Als je fanatiek bent in de fitness wereld, heb je vast wel eens over progressive overload gehoord. Maar wat is het eigenlijk? Progressieve overload is het continu en structureel verhogen van de intensiteit van je training en belasting van de spieren. Dit is namelijk cruciaal om constante progressie te blijven maken. Door middel van progressive overload blijf je dus progressie maken in zowel omvang, kracht als uithoudingsvermogen. Maar op welke manieren kun je dit eigenlijk doen? Om erachter te komen hoe je progressive overload kunt toepassen, is het zeker aan te raden om verder te lezen.
Probeer je weerstand te verhogen
Een specifieke methode is het verhogen van de weerstand. Dit doe je doorgaans in de vorm van gewicht. Dit doe je door steeds het gewicht een klein beetje te verhogen, om op deze manier jezelf een beetje uit te dagen.
Het is logisch dat als wanneer je het gewicht verhoogd, je minder sets aan kunt dan voorheen. Want hoe zwaarder het gewicht, hoe lastiger het wordt om meerdere herhalingen te doen. Je zult merken dat als je het gewicht iedere keer verhoogd, je uiteindelijk meer aan kan. Wie weet kun je nu de leg press van 100 kilo nog niet aan, maar over een maandje kun je er makkelijk 10 herhalingen van doen. Probeer vooral zelf uit wat wel en niet lukt. Als je maar niet over je eigen grenzen gaat!
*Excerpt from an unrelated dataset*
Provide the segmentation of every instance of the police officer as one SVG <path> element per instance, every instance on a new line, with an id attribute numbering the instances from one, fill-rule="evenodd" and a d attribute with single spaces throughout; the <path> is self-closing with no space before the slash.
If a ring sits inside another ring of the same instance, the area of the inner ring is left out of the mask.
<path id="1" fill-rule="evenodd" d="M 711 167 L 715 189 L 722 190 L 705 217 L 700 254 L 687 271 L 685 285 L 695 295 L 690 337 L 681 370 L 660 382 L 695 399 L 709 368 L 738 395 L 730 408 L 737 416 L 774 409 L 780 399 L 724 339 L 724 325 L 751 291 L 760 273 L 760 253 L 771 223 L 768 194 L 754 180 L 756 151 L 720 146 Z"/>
Probeer meer herhalingen te doen
Naast dat je het gewicht kunt verhogen, kun je ook het aantal herhalingen verhogen. Vooral als je merkt dat het gewicht verhogen nog erg lastig gaat, is dit de ideale oplossing. Door meer herhalingen te doen zullen je spieren nog meer belast raken. Ook hier is het belangrijk dat je je spieren niet overbelast. Het is echt niet erg dat je na een aantal sets het gevoel hebt dat je niet meer kan. Pijn is in dit geval fijn, want je traint tot “failure”. Dit betekent dat je het maximaal aantal herhalingen kunt uitvoeren met een goede vorm. Lukt het niet meer om een goede vorm te behouden, omdat het zo zwaar is? Dan is dat het moment dat je moet stoppen.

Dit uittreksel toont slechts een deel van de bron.